Simulated cancer development in our model is based on the progression of time, with one day currently as the basic time unit corresponding to a physical day, so for any patient age the model gives a prediction of cancer development. For instance, starting with a patient age when cancer incidence is negligible and modeling the unique daily events (dependent upon the initial patient age) for 365 days corresponds to the cancer development at the age equal to the initial patient age plus one year.
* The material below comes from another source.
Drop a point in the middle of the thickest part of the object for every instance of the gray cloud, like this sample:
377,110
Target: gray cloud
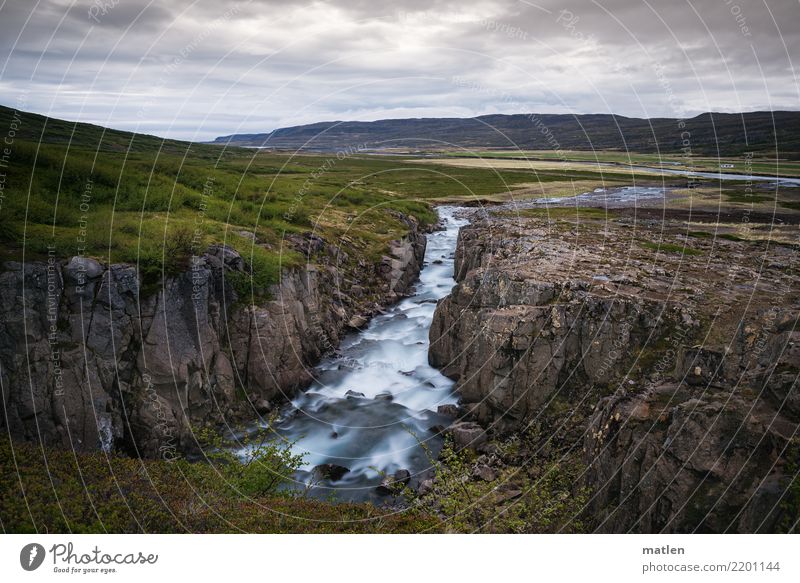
198,69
We are using our model, currently a single-cell based model, to follow the fate of every cell in a human tissue, uterine epithelium, in order to investigate whether cancer incidence is a rare event and can be captured through simulation of every tissue stem cell that is committed to proliferate and form a clone in tissue regeneration. We start with 100,000 stem cells simultaneously on the first day of a menstrual cycle, and the tissue-specific parameters cause growth and then senescence during the course of the menstrual cycle. Since each cell is simulated separately, born in a particular menstrual cycle or at a particular patient age and inheriting alterations from its ancestors, the model can incorporate the accumulation of carcinogenic events and stimulus that may be specific to the phase of the menstrual cycle or the patient age. To account for the physiological changes that occur during a woman's reproductive life stages, we simulate endometrial cancer development with age-specific values for stem cell number, mutation rate, and hormone levels for 3 stages of age: pre-menopausal (15 - 50yr), peri-menopausal (50-53yr) and postmenopausal women (53-80yr). Additionally, the effects of other environmental factors and genetic alterations on uterine oncogenesis can be quantitatively simulated on a daily time scale if detailed and age-specific information regarding those factors are available for a population or an individual woman. Thus, our model can predict a woman's probability of having endometrial cancer at any age if her age-specific variables are known. The prediction can be made for a population if distribution parameters such as the mean values are available.
However, not all physiological factors are currently modeled: for the first stage of our model, we only consider the uterine epithelial tissue as a collection of billions of cells and have not yet modeled cell-cell interaction in the tissue and the effect of spatial restraint on cell growth.